AbstractAnglophone topic theory scholarship evinces only peripheral awareness of rich traditions of topical analysis that have existed outside its linguistic sphere. Many of the elements defining Anglophone topic theory today were present in the writings of Soviet musicologists, some dating back to the 1930s. Soviet “topic theory”—to use the term anachronistically—grew out of the method of holistic analysis (tselostnïy analiz) developed by Leo (Lev) Mazel’ and Viktor Zuckermann (Tsukkerman). Even the earliest scholarship of these theorists is peppered with references to topics, with the topical explorations embedded within broader considerations of style, history, and musical structure and discourse.

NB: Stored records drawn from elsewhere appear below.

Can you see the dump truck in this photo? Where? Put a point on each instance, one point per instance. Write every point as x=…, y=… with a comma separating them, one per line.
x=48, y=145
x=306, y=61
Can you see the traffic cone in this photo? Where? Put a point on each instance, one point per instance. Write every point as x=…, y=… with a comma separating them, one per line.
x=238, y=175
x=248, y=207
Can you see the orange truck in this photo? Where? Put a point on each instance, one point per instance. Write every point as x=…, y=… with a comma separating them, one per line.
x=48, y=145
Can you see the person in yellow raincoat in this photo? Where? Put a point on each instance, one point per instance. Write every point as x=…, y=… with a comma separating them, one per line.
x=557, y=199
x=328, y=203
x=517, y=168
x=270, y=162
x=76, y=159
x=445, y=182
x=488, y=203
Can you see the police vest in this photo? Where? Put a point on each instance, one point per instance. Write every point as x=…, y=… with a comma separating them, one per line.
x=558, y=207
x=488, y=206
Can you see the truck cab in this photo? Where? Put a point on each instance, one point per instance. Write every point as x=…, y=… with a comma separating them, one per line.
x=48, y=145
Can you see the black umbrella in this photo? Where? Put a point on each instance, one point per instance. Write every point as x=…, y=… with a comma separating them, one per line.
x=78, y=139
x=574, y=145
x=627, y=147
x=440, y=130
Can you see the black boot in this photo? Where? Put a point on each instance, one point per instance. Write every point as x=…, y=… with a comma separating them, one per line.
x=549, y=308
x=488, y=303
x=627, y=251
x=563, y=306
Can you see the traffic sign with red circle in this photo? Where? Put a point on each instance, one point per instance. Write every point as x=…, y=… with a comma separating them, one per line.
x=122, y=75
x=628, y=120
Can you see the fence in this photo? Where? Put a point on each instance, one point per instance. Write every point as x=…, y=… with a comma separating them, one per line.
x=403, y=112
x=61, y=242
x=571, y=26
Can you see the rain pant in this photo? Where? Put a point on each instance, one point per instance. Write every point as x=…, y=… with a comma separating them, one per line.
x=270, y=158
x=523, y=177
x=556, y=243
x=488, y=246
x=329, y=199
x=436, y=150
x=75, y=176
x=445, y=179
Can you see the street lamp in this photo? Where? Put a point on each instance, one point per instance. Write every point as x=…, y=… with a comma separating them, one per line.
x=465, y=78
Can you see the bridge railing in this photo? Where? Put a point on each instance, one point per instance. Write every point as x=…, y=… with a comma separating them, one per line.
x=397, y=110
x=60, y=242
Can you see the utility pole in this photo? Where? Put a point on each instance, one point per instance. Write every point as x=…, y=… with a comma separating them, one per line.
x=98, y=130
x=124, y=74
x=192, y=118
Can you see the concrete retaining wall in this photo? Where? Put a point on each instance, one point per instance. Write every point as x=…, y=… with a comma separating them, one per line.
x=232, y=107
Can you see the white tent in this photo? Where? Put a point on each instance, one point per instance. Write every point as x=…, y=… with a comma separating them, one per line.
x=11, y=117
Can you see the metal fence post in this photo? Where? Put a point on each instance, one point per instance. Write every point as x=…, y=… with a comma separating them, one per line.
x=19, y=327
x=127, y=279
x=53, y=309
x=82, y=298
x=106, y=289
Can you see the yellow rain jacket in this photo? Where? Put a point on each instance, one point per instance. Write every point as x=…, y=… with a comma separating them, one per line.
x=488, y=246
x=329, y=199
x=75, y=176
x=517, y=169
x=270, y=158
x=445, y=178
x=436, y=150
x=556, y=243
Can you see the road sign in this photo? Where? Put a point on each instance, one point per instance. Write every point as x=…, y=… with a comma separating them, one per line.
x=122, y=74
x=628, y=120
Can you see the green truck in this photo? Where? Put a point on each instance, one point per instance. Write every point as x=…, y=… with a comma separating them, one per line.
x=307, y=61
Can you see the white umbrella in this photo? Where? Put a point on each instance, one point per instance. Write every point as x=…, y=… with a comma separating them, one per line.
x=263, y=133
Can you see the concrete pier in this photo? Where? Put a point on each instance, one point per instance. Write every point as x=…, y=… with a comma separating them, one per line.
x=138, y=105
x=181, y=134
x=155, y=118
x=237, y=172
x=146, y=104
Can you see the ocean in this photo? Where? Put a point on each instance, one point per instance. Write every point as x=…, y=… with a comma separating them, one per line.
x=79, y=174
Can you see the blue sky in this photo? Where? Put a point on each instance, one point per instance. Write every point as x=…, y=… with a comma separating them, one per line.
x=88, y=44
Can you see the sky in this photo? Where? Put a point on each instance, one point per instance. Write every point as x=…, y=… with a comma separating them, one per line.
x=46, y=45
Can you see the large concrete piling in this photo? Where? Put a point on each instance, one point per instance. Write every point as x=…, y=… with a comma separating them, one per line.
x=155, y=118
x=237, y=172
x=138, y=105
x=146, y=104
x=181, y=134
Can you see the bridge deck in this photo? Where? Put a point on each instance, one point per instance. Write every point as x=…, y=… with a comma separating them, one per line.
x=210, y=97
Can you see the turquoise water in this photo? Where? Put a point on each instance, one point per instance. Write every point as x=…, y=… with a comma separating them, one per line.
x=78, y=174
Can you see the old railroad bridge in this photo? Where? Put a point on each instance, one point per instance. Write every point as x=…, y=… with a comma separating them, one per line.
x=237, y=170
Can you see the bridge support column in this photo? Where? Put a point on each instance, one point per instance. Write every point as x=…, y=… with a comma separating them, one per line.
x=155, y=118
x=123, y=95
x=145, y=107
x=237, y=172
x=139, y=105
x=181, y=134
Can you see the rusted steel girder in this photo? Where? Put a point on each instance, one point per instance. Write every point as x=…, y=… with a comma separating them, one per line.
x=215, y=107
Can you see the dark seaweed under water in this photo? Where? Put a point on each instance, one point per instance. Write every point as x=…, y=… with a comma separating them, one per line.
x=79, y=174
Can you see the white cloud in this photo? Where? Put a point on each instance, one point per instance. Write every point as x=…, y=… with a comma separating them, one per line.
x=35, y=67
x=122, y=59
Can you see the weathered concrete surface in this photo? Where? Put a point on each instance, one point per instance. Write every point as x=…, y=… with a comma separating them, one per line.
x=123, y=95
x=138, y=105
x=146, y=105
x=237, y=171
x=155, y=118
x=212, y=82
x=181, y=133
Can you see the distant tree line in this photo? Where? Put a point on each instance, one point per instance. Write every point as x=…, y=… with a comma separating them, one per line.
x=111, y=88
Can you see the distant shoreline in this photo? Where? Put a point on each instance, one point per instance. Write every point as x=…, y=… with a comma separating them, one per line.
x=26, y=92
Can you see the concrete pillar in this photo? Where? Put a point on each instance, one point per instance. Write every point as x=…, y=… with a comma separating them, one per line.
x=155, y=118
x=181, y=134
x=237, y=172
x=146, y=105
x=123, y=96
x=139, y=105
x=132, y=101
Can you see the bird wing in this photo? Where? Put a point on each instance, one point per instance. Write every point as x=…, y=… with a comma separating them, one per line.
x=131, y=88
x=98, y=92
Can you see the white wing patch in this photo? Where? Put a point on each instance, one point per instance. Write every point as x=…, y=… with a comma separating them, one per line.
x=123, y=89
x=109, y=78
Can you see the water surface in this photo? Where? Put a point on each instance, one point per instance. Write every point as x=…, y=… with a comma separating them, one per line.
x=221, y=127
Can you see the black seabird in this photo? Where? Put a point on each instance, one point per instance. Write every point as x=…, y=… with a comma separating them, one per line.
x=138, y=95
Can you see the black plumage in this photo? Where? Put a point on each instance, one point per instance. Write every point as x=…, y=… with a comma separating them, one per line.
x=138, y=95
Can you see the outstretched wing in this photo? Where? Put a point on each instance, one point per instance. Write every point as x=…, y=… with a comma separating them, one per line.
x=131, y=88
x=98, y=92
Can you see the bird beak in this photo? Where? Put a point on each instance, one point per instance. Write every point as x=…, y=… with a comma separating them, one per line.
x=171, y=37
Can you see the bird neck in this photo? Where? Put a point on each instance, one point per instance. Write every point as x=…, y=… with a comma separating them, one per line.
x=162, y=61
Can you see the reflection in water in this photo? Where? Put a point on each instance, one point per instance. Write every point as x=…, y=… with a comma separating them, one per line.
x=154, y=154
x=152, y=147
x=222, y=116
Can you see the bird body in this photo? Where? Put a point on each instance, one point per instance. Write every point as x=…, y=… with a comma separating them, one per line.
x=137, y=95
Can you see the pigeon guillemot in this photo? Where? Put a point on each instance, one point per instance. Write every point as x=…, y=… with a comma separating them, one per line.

By the early 1960s, a culture of topical analysis, one that emphasized topics' expressive and formal functions, was in place, and over the next decade it began to transform into a theory. The core of this essay is devoted to Mazel's and, especially, Zuckermann's understanding of topics and what they make possible in music analysis. Mazel's and Zuckermann's work stimulated the next generation of theorists—including Viktor Bobrovsky, Yevgeny Nazaykinsky, and Vyacheslav Medushevsky—to systematize and consolidate their ideas and take them in new directions. This study—part conspectus, part interpretation, and part critique—surveys the evolution of topic theory by holistic analysts and their disciples between 1930 and 1990.